A new person in the director’s chair is not the only change at the University of Illinois Extension office in Fayette County.
At an open house held last week to introduce Carl Baker as the new Unit 21 director, Baker talked about plans to improve the services offered to residents of Fayette County from that office.
Baker took over as the Unit 21 director, for the counties of Fayette, Effingham, Clay and Jasper, on Nov. 3, following the retirement of Rachelle Hollinshead.
Baker comes to Extension from the Red Cross, after serving as the executive director for the Decatur area for the past six years.
Prior to that, he was the Red Cross director of government and external relations for Illinois and Missouri.
He joined the Red Cross after 12 years as the director of government and regional medical programs for the Southern Illinois University School of Medicine.
Baker is a native of Oak Lawn, a southwest suburb of Chicago, but has lived in Central Illinois for 28 years. He now lives in Bethany.
He said that what attracted him to the Extension director position was the impact he could have in providing opportunities for youth.
“I’ve always had a fascination with doing things with kids,” he said, noting that he has served as the athletic director for a small youth baseball program and taught swimming.
“I saw this as a good way to get into not just the youth programs, which is the main focus, but also the other programs that the university offers,” Baker said.
Among the youth whom Baker will be serving as director is his daughter, who is currently in 4-H.
Baker will be based in Effingham, and at this time, he has no set schedule for the four offices in Unit 21. “That will be coming down the road,” he said.
And while Baker will not be in the Fayette County office, five days a week, other staff members will. Baker said that within the near future, the staffing of the office in Vandalia will be increased.
The staffing of the local office was cut back to Wednesday through Friday, with local employees working out of the Effingham office on Mondays and Tuesdays.
Soon, office support assistant Debbie Boley and SNAP-Ed (Supplemental Nutrition Assistance Program Education employee Jo Stine will be in the Vandalia office from 8 a.m.-4:30 p.m., he said.
Tabitha Welch, the Extension educator for 4-H and youth development for Unit 21, will continue to be in the Fayette County office two days a week.
“A lot of changes are coming,” Baker said.
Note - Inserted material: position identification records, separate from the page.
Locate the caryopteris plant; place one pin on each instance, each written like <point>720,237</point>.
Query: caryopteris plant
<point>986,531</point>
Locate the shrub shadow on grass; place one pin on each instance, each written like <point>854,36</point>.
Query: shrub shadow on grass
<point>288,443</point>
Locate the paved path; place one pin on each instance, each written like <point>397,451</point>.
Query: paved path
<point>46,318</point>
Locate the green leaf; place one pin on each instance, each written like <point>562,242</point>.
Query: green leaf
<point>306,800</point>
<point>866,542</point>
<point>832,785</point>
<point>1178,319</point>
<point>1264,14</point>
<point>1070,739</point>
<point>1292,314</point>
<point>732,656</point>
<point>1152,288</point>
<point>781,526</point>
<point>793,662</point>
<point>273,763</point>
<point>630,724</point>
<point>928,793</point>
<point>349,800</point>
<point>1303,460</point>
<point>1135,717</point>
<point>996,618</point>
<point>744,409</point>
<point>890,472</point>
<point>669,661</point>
Those include the hiring of a new part-time employee in the local office, an educational program coordinator.
That new employee, Baker said, will work on enhancing programs for local youths.
“If the program continues to grow like we would like to see it grow, the incentive is to increase that job closer to a full-time position,” he said.
In the short time that he has been with Extension, Baker has been impressed with what he has seen.
“The staff is great – I couldn’t have asked for a better staff,” he said.
“And the people (in Unit 21) have been very receptive to me, and they like some of the ideas we have going forward.
“One of the questions that I have asked as I have meet with boards and committees is, ‘Where were we, were are we now and where are we going?’
“That’s kind of a big push – we want to see the programs grow,” Baker said.
He’s excited about meeting and hearing from people in the four-county region.
“We want to hear what else the community wants, and if it’s something that we can do or provide, we want to see what we can do to make sure of those happen,” Baker said.
“We’re seeing some growth (in Extension),” he said. “Extension has been around for 100 years, and we want to show the people the commitment we have to the communities that we serve, let them know that we are going to be here and grow our programs.”